Brasília – Dois nomes emblemáticos da luta contra o regime militar, que resistiram aos anos de chumbo, foram presos, voltaram à vida pública após a redemocratização, fundaram um partido que misturava a classe trabalhadora com a intelectualidade e ajudaram a eleger o primeiro presidente operário no país, enfrentam, agora, aquela que pode ser a última das grandes batalhas políticas de suas vidas. José Dirceu e José Genoino estão às vésperas de serem julgados no Supremo Tribunal Federal (STF) pelo escândalo do mensalão.
Pelo histórico atual do julgamento e com base nas declarações deles mesmos nas últimas semanas, a condenação é dada como certa. Resta saber se ela virá com punições em regime fechado. Quando Luiz Inácio Lula da Silva foi eleito, em 2002, Dirceu era o todo-poderoso presidente do PT e ganhou ainda mais força ao ser nomeado chefe da Casa Civil. Ainda há uma década, Genoino forçou um segundo turno contra o tucano Geraldo Alckmin na disputa pelo governo de São Paulo e, depois de perder a disputa, tornou-se presidente do PT no ano seguinte. Daqui a duas semanas, ambos poderão estar condenados por corrupção ativa. A outra acusação que pesa contra eles é formação de quadrilha, ponto que será julgado após o primeiro turno das eleições municipais.
"O Genoino é daquele jeito elétrico, entrava em uma comissão, saía para outra, fazia discursos no plenário, dava entrevistas no Salão Verde. Ele é passional", resumiu o líder do PT na Câmara, Jilmar Tatto (PT-SP). "O Dirceu não, ele é mais calculista, estrategista, lida melhor com as adversidades", completou Tatto. "Genoino é ideológico. Dirceu, pragmático. Se assim não fosse, não traria o PL para a chapa de Lula em 2002", disse ao Estado de Minas um aliado do ex-ministro.
Quando estourou o escândalo do mensalão, em 2005, companheiros de Genoino ficaram preocupados com o comportamento depressivo apresentado pelo ex-presidente do PT. Ele chegou a ficar mais de um mês no quarto, com pouca disposição para receber até mesmo os amigos mais próximos. Pessoas que testemunharam aquele momento lembram do abatimento que acometeu o ex-deputado.

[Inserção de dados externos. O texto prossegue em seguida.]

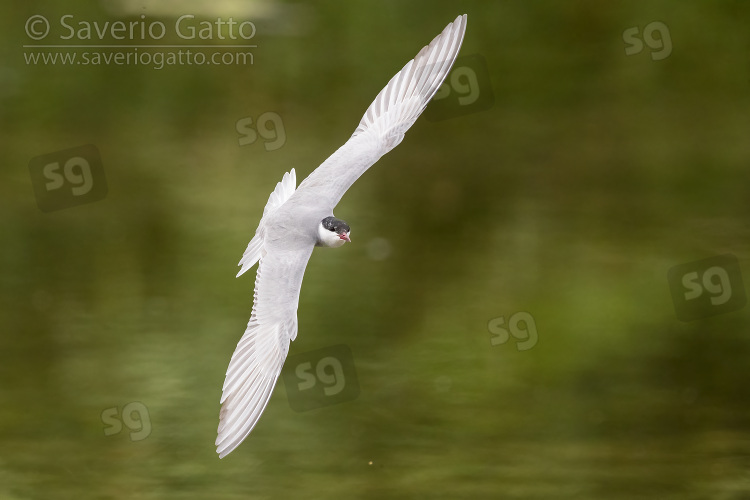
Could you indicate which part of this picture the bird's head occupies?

Com o início do julgamento, ele se tornou ainda mais tenso e nervoso. "A depressão voltou para valer", disse um interlocutor que acompanha o processo do mensalão. O advogado Luiz Fernando Pacheco reconhece que o cliente está ansioso com a proximidade da análise do caso pelos ministros do STF. "Esse processo estava dormindo há sete anos e agora vivemos os momentos finais. Claro que existe uma grande expectativa, mas Genoino está convicto da legalidade de seus atos", completou o defensor, buscando desanuviar o ambiente.

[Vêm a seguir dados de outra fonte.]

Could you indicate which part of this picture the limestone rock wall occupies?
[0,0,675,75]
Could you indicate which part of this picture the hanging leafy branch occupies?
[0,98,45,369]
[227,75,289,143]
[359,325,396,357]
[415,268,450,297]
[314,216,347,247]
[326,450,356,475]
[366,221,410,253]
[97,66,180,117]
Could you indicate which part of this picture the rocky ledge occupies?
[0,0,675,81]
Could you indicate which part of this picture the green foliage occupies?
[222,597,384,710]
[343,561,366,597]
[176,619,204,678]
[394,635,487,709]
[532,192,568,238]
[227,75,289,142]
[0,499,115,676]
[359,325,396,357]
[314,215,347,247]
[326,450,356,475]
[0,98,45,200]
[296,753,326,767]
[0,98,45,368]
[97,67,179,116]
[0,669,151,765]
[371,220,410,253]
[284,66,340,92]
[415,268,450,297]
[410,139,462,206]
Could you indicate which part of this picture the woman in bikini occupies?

Renúncia Dirceu, ao contrário, jamais se abateu, pelo menos publicamente. Assim que o presidente nacional do PTB, Roberto Jefferson – também réu no processo do mensalão – o apontou como "chefe da quadrilha" do suposto esquema de pagamento de propinas à base aliada de Lula em troca de apoio político, ele renunciou ao cargo de ministro da Casa Civil, repassando a vaga para a atual presidente, Dilma Rousseff, a quem cumprimentou como "companheira de armas" (Dilma também foi guerrilheira). Em seguida, enfrentou o processo de cassação do mandato de deputado federal na Câmara.
Genoino acabou conseguindo se eleger deputado federal em 2006, mas o mandato foi mais discreto e com menos brilho do que suas passagens anteriores pela Câmara. Em 2010, não conseguiu se reeleger, permanecendo na fila dos suplentes da bancada. Graças à proximidade com os militares e com o então ministro da Justiça, Nelson Jobim, foi nomeado assessor especial do Ministério da Defesa. No início do julgamento, tirou férias de 30 dias. Agora, está de licença médica para tratamento de saúde.
José Dirceu resolveu arriscar-se na iniciativa privada e virou consultor de diversas empresas, valendo-se de sua experiência como ex-homem forte do governo. Ele não revela quais são os clientes, alegando confidencialidade, mas comenta-se que presta serviços para Carlos Slim – o homem mais rico do mundo – e para o proprietário da Delta Construções, Fernando Cavendish.